Grosso modo estos fueron los logros de los gobiernos sucesivos del PRI y del PAN en los 30 años previos al arribo de AMLO al poder. El PRD jugó un rol clave también en la construcción de la institucionalidad democrática y, cuando AMLO dejó ese partido en 2013, se sumaron a las reformas estructurales que logró el gobierno de Peña Nieto para profundizar la modernización y mejorar la productividad, las condiciones para la inversión y el desarrollo integral en materia de energía, telecomunicaciones, regulación de competencia económica y educación. Por supuesto esta construcción institucional fue complicada, rasposa y llena de conflictos, pero el país avanzó significativamente en varios órdenes. 

¿Qué falló entonces? Muchas cosas por supuesto. Desde errores en el diseño de políticas públicas hasta la maldita corrupción que no hemos podido erradicar del modo de ser nacional. En este periodo los salarios, particularmente el salario mínimo, se fueron a pique. En parte como un elemento necesario para controlar la inflación heredada del periodo populista anterior y en parte porque las empresas mexicanas (las pymes) fueron incapaces de levantar su productividad al nivel que era deseable. La economía informal, ese cáncer de nuestra estructura socioeconómica, no disminuyó y México sigue siendo un país con una enorme masa de población que se mantiene entre la venta en ambulantaje y los servicios de “viene-viene”. Otros se mudaron a las ganancias rápidas de la economía criminal, que creció frente a la impunidad que permitió nuestro maltrechísimo sistema policial-judicial y que se benefició de la apertura comercial. (Por las fronteras abiertas no solamente fluyen inversiones, bienes y servicios legales. También fluyen capitales y mercancías ilegales de todo tipo). 
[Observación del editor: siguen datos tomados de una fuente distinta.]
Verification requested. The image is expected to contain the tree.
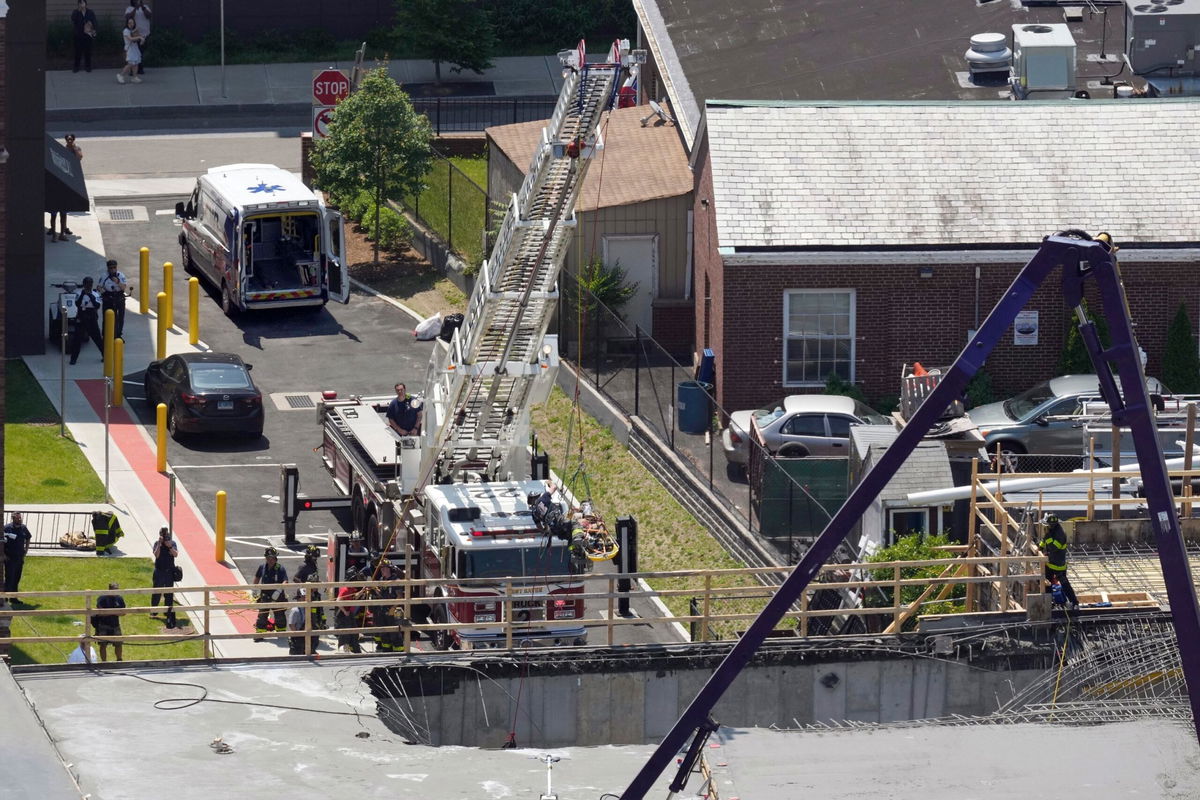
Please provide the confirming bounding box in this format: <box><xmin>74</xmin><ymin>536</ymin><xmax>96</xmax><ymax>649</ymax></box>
<box><xmin>312</xmin><ymin>68</ymin><xmax>433</xmax><ymax>266</ymax></box>
<box><xmin>395</xmin><ymin>0</ymin><xmax>496</xmax><ymax>83</ymax></box>
<box><xmin>1058</xmin><ymin>300</ymin><xmax>1108</xmax><ymax>376</ymax></box>
<box><xmin>1163</xmin><ymin>302</ymin><xmax>1200</xmax><ymax>395</ymax></box>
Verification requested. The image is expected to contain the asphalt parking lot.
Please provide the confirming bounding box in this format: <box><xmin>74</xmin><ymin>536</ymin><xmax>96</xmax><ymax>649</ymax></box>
<box><xmin>97</xmin><ymin>198</ymin><xmax>432</xmax><ymax>579</ymax></box>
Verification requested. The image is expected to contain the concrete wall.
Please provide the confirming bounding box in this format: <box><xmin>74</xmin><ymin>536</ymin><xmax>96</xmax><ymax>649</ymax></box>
<box><xmin>380</xmin><ymin>657</ymin><xmax>1044</xmax><ymax>747</ymax></box>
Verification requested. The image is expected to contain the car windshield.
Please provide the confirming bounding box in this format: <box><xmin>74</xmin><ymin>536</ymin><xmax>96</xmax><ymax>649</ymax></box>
<box><xmin>1004</xmin><ymin>380</ymin><xmax>1057</xmax><ymax>420</ymax></box>
<box><xmin>754</xmin><ymin>401</ymin><xmax>784</xmax><ymax>428</ymax></box>
<box><xmin>190</xmin><ymin>363</ymin><xmax>253</xmax><ymax>392</ymax></box>
<box><xmin>460</xmin><ymin>546</ymin><xmax>571</xmax><ymax>578</ymax></box>
<box><xmin>854</xmin><ymin>401</ymin><xmax>892</xmax><ymax>425</ymax></box>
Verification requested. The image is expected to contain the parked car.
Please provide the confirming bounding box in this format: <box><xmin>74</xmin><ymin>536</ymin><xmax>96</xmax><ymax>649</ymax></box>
<box><xmin>721</xmin><ymin>395</ymin><xmax>892</xmax><ymax>469</ymax></box>
<box><xmin>145</xmin><ymin>353</ymin><xmax>263</xmax><ymax>440</ymax></box>
<box><xmin>967</xmin><ymin>374</ymin><xmax>1168</xmax><ymax>459</ymax></box>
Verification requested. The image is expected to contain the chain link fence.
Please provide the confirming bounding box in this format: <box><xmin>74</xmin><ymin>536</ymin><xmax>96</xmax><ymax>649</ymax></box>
<box><xmin>557</xmin><ymin>271</ymin><xmax>848</xmax><ymax>564</ymax></box>
<box><xmin>404</xmin><ymin>156</ymin><xmax>487</xmax><ymax>266</ymax></box>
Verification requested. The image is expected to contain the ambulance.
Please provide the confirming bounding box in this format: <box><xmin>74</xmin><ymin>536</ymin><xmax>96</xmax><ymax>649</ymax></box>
<box><xmin>175</xmin><ymin>164</ymin><xmax>350</xmax><ymax>317</ymax></box>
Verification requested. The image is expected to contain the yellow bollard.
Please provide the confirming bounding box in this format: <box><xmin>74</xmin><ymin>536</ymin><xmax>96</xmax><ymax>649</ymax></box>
<box><xmin>156</xmin><ymin>291</ymin><xmax>170</xmax><ymax>360</ymax></box>
<box><xmin>160</xmin><ymin>261</ymin><xmax>175</xmax><ymax>330</ymax></box>
<box><xmin>155</xmin><ymin>402</ymin><xmax>167</xmax><ymax>473</ymax></box>
<box><xmin>103</xmin><ymin>308</ymin><xmax>116</xmax><ymax>378</ymax></box>
<box><xmin>138</xmin><ymin>247</ymin><xmax>150</xmax><ymax>314</ymax></box>
<box><xmin>113</xmin><ymin>339</ymin><xmax>125</xmax><ymax>405</ymax></box>
<box><xmin>187</xmin><ymin>277</ymin><xmax>198</xmax><ymax>345</ymax></box>
<box><xmin>216</xmin><ymin>489</ymin><xmax>226</xmax><ymax>561</ymax></box>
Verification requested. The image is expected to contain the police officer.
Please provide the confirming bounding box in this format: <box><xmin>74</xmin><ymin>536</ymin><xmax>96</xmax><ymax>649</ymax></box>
<box><xmin>100</xmin><ymin>258</ymin><xmax>130</xmax><ymax>339</ymax></box>
<box><xmin>71</xmin><ymin>277</ymin><xmax>104</xmax><ymax>363</ymax></box>
<box><xmin>254</xmin><ymin>547</ymin><xmax>288</xmax><ymax>642</ymax></box>
<box><xmin>1040</xmin><ymin>513</ymin><xmax>1079</xmax><ymax>610</ymax></box>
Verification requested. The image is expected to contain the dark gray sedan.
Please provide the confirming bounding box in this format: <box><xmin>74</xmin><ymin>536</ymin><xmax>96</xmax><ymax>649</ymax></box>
<box><xmin>145</xmin><ymin>353</ymin><xmax>263</xmax><ymax>440</ymax></box>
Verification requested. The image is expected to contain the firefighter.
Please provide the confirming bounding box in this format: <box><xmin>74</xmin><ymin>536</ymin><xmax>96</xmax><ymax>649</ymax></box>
<box><xmin>371</xmin><ymin>559</ymin><xmax>404</xmax><ymax>652</ymax></box>
<box><xmin>91</xmin><ymin>511</ymin><xmax>125</xmax><ymax>555</ymax></box>
<box><xmin>1040</xmin><ymin>513</ymin><xmax>1079</xmax><ymax>610</ymax></box>
<box><xmin>253</xmin><ymin>547</ymin><xmax>288</xmax><ymax>642</ymax></box>
<box><xmin>296</xmin><ymin>545</ymin><xmax>325</xmax><ymax>631</ymax></box>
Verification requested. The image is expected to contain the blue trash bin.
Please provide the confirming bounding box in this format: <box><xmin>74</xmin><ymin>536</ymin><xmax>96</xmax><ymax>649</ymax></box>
<box><xmin>676</xmin><ymin>380</ymin><xmax>713</xmax><ymax>433</ymax></box>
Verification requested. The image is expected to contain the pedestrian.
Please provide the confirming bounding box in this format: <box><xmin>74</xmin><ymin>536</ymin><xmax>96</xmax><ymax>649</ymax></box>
<box><xmin>296</xmin><ymin>545</ymin><xmax>325</xmax><ymax>631</ymax></box>
<box><xmin>254</xmin><ymin>547</ymin><xmax>288</xmax><ymax>642</ymax></box>
<box><xmin>46</xmin><ymin>136</ymin><xmax>82</xmax><ymax>241</ymax></box>
<box><xmin>116</xmin><ymin>14</ymin><xmax>142</xmax><ymax>83</ymax></box>
<box><xmin>91</xmin><ymin>583</ymin><xmax>125</xmax><ymax>661</ymax></box>
<box><xmin>150</xmin><ymin>528</ymin><xmax>179</xmax><ymax>628</ymax></box>
<box><xmin>100</xmin><ymin>258</ymin><xmax>130</xmax><ymax>339</ymax></box>
<box><xmin>125</xmin><ymin>0</ymin><xmax>154</xmax><ymax>76</ymax></box>
<box><xmin>71</xmin><ymin>276</ymin><xmax>104</xmax><ymax>363</ymax></box>
<box><xmin>334</xmin><ymin>572</ymin><xmax>370</xmax><ymax>652</ymax></box>
<box><xmin>1042</xmin><ymin>513</ymin><xmax>1079</xmax><ymax>610</ymax></box>
<box><xmin>91</xmin><ymin>511</ymin><xmax>125</xmax><ymax>555</ymax></box>
<box><xmin>388</xmin><ymin>384</ymin><xmax>421</xmax><ymax>437</ymax></box>
<box><xmin>67</xmin><ymin>634</ymin><xmax>100</xmax><ymax>664</ymax></box>
<box><xmin>71</xmin><ymin>0</ymin><xmax>97</xmax><ymax>72</ymax></box>
<box><xmin>4</xmin><ymin>511</ymin><xmax>34</xmax><ymax>599</ymax></box>
<box><xmin>288</xmin><ymin>575</ymin><xmax>305</xmax><ymax>656</ymax></box>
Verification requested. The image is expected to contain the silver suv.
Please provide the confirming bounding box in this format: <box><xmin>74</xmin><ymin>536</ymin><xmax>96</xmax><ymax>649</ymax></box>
<box><xmin>967</xmin><ymin>375</ymin><xmax>1166</xmax><ymax>458</ymax></box>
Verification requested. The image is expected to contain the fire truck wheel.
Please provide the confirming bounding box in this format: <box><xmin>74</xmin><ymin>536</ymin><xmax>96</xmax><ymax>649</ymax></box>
<box><xmin>350</xmin><ymin>486</ymin><xmax>366</xmax><ymax>534</ymax></box>
<box><xmin>221</xmin><ymin>281</ymin><xmax>238</xmax><ymax>319</ymax></box>
<box><xmin>362</xmin><ymin>512</ymin><xmax>383</xmax><ymax>553</ymax></box>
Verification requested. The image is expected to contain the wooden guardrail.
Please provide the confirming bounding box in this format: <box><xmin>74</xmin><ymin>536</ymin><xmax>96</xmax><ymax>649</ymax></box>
<box><xmin>0</xmin><ymin>556</ymin><xmax>1044</xmax><ymax>658</ymax></box>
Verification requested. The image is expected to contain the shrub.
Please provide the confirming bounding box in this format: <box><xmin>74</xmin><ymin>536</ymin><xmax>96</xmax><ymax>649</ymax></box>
<box><xmin>962</xmin><ymin>369</ymin><xmax>996</xmax><ymax>409</ymax></box>
<box><xmin>372</xmin><ymin>206</ymin><xmax>413</xmax><ymax>249</ymax></box>
<box><xmin>1163</xmin><ymin>302</ymin><xmax>1200</xmax><ymax>395</ymax></box>
<box><xmin>824</xmin><ymin>372</ymin><xmax>866</xmax><ymax>403</ymax></box>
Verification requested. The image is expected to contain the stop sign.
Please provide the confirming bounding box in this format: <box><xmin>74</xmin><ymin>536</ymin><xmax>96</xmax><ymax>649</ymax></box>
<box><xmin>312</xmin><ymin>70</ymin><xmax>350</xmax><ymax>106</ymax></box>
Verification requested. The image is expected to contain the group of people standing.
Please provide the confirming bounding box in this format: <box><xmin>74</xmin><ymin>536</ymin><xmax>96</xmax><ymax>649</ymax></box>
<box><xmin>68</xmin><ymin>259</ymin><xmax>130</xmax><ymax>363</ymax></box>
<box><xmin>71</xmin><ymin>0</ymin><xmax>154</xmax><ymax>83</ymax></box>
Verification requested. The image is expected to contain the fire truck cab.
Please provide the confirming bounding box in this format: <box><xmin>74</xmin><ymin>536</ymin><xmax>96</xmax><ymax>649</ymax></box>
<box><xmin>409</xmin><ymin>481</ymin><xmax>587</xmax><ymax>649</ymax></box>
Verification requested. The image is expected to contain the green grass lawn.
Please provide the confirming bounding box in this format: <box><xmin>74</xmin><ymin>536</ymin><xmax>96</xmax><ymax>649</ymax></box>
<box><xmin>533</xmin><ymin>387</ymin><xmax>762</xmax><ymax>633</ymax></box>
<box><xmin>404</xmin><ymin>157</ymin><xmax>487</xmax><ymax>266</ymax></box>
<box><xmin>4</xmin><ymin>359</ymin><xmax>104</xmax><ymax>505</ymax></box>
<box><xmin>10</xmin><ymin>555</ymin><xmax>204</xmax><ymax>664</ymax></box>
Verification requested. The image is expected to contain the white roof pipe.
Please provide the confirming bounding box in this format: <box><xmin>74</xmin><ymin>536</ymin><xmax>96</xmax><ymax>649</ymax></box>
<box><xmin>899</xmin><ymin>445</ymin><xmax>1200</xmax><ymax>506</ymax></box>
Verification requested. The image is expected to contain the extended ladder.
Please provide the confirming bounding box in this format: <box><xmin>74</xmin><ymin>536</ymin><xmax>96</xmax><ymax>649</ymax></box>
<box><xmin>420</xmin><ymin>42</ymin><xmax>630</xmax><ymax>482</ymax></box>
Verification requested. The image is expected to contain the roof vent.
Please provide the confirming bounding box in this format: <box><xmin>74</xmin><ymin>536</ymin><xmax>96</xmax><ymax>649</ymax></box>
<box><xmin>964</xmin><ymin>34</ymin><xmax>1013</xmax><ymax>77</ymax></box>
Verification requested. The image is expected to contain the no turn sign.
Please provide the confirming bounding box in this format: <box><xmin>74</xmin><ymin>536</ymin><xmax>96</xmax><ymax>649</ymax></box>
<box><xmin>312</xmin><ymin>106</ymin><xmax>334</xmax><ymax>139</ymax></box>
<box><xmin>312</xmin><ymin>70</ymin><xmax>350</xmax><ymax>106</ymax></box>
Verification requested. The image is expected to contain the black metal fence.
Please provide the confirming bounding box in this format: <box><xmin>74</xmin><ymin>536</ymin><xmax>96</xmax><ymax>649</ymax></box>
<box><xmin>413</xmin><ymin>97</ymin><xmax>558</xmax><ymax>136</ymax></box>
<box><xmin>557</xmin><ymin>271</ymin><xmax>848</xmax><ymax>564</ymax></box>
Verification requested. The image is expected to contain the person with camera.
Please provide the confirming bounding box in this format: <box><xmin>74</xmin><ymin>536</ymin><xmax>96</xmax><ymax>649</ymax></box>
<box><xmin>100</xmin><ymin>258</ymin><xmax>130</xmax><ymax>339</ymax></box>
<box><xmin>150</xmin><ymin>528</ymin><xmax>184</xmax><ymax>627</ymax></box>
<box><xmin>254</xmin><ymin>547</ymin><xmax>288</xmax><ymax>642</ymax></box>
<box><xmin>71</xmin><ymin>276</ymin><xmax>104</xmax><ymax>363</ymax></box>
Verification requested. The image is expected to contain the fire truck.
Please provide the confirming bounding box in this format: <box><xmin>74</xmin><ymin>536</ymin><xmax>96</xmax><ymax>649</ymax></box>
<box><xmin>281</xmin><ymin>40</ymin><xmax>646</xmax><ymax>648</ymax></box>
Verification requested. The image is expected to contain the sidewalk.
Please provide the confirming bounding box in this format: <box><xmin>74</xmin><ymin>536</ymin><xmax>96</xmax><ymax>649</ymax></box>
<box><xmin>46</xmin><ymin>55</ymin><xmax>568</xmax><ymax>124</ymax></box>
<box><xmin>22</xmin><ymin>212</ymin><xmax>265</xmax><ymax>657</ymax></box>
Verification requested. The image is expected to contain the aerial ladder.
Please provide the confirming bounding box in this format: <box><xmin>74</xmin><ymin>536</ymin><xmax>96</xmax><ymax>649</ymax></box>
<box><xmin>418</xmin><ymin>40</ymin><xmax>644</xmax><ymax>483</ymax></box>
<box><xmin>620</xmin><ymin>230</ymin><xmax>1200</xmax><ymax>800</ymax></box>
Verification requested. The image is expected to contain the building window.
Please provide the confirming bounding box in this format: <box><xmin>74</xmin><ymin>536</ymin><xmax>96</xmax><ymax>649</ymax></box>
<box><xmin>784</xmin><ymin>289</ymin><xmax>854</xmax><ymax>386</ymax></box>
Sobre lo logrado entre 1988 y 2018 había (y hay) que seguir construyendo. ¡Tantas cosas! En primer lugar, resolver el problemón que tenemos en materia de seguridad pública y acabar con la ineficacia del sistema policiaco-judicial que hace que la impunidad sea el mayor incentivo para la delincuencia. Hay que mejorar la calidad de nuestra democracia, con mayor y mejor calidad ciudadana; erradicar el dinero sucio en la competencia electoral; hacer más eficaz y eficiente el sistema de salud y, en general, hacer realidad un sistema de protección social equitativa e incluyente para toda la población; mejorar enormemente la calidad del sistema educativo con la participación y dignificación del trabajo del magisterio; apoyar y promover el desarrollo competitivo de millones de micro y pequeñas empresas y, sobre todo, llevar prosperidad a millones de personas que no han podido salir de la marginación y la pobreza. Etcétera. 

No debemos olvidar, nunca, que la política es el arte de lo posible y no todo lo que es deseable se puede lograr al ritmo requerido. Y tampoco olvidar que la democracia no es otra cosa que un sistema de mejora continua, siempre dependiente de la calidad de la ciudadanía (primero) y de la calidad de los gobernantes, a los que podemos sustituir si no funcionan.

Mucho de esto logramos entre 1988 y 2018. Ahí la llevábamos. 

Pues todo esto, dicen el Presidente y sus secuaces, fue el peor momento de la historia nacional. Y lo están destruyendo.